I recall Estyn Evans referring to Irish people placing suspicion or superstition on things. Bowls could be named and treated as individuals. Things held important social memories, they expressed beliefs and native values. The matriarch of a household would often hold an item when telling its story to the generations who met around the kitchen table. Each item was a member of the family.
Katie’s bowls are a trace that signify an absent presence.
The Bawn not merely shelters things but is itself an archive. Every shelf bears traces of memory (Image 4). Simply, the safekeeping of a folk collection at the Bawn is an act of sharing things into the future.
Listing all the items at the Bawn has been a kind of archiving, a gathering up and making sense of the scattering of things. Bellaghy Bawn encompasses over 400 years of presence, so this “archive” is random, and it needs a sense of cohesion.
What connects Katie’s bowl with the bricks laid out in front of me (Image 5)? Are they two parts of a collection of things, or are they separated by context? Back sitting at the window, I connect with archival services to read early records that are available online. From contemporary documents, the story of the brick is revealed in minutes.
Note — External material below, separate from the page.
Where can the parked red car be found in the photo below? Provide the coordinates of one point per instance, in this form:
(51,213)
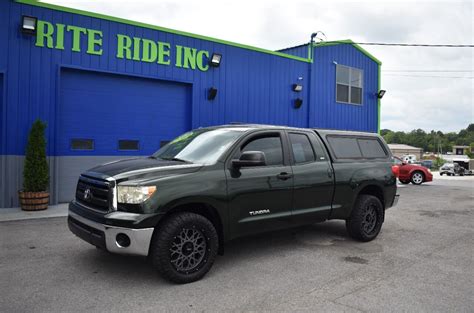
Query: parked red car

On 17 December 1613 a meeting was held at the Guildhall in London to determine which parcels of land would be allocated to the livery companies of London for their plantation in Ireland. The first agent to be employed by the Vintners Company was Henry Jackson, who arrived in Ireland in 1614. Jackson chose the village of Bellaghy to be the main settlement of their portion and renamed it Vintnerstown. The construction of new houses began in 1615, but progress was slow. The Company employed John Rowley to continue the work, and when he died in 1617, construction continued under Baptist Jones. Contemporary correspondence from Baptist Jones refers to his whereabouts as Vintnerstown.
In a survey of the Londonderry plantation, Captain Nicholas Pynnar noted between 1618 and 1619:
“In the Hands of Baptist Jones, Esq., who hath built a Bawn of Brick and Lime, 100 feet square, with two round Flankers, and a good Rampart, which is more than any of the rest have done.”
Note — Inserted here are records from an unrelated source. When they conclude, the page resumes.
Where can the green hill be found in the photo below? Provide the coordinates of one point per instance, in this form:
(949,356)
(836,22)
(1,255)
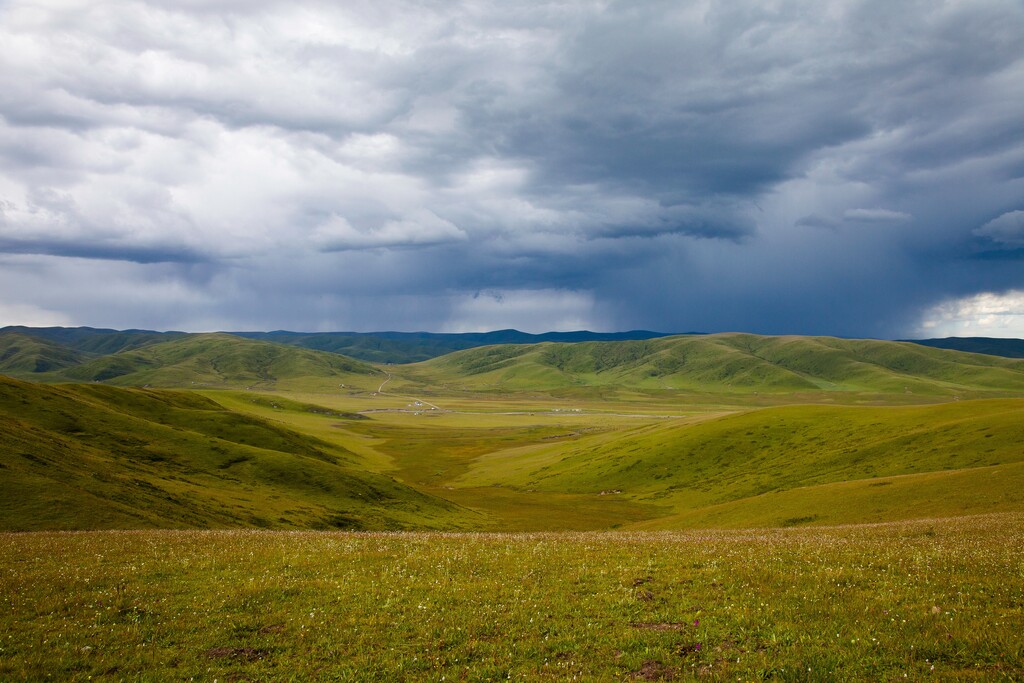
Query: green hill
(796,464)
(96,341)
(96,457)
(729,363)
(22,354)
(1010,348)
(219,359)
By 1622 many of the buildings were complete. Thomas Raven’s map of the town shows fifteen timber-framed houses with brick gables, the Bawn at the top of the main street, a market cross and a church.
The defensive Bawn was built with brick during the seventeenth century, including those laid out on the table which were uncovered through excavation in 1995. The brick buildings standing today enclose and secure a collection of items - each with their own personality - that are valued by local communities. The Bawn continues to be a site of protection, and a site where archaeology is the foremost discipline of things.
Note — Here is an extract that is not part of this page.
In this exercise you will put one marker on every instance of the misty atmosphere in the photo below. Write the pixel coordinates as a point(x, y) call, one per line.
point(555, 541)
Surrounded by the valuables local people have donated to their “castle”, and the finds from excavation at the site, there is a kind of spectrality here. The place is still alive. Everything is placed in State Care for safekeeping. It is the concept of care that binds all these things together – including a bowl and a brick - in one place.
What about a still life for the archaeologist? Who cares? What do a bowl and a brick at Bellaghy suggest to our discipline? Sometimes we can gain new insights by slowing down, taking time, and seeing things afresh. A day in archaeology can be …. a still life in a familiar place.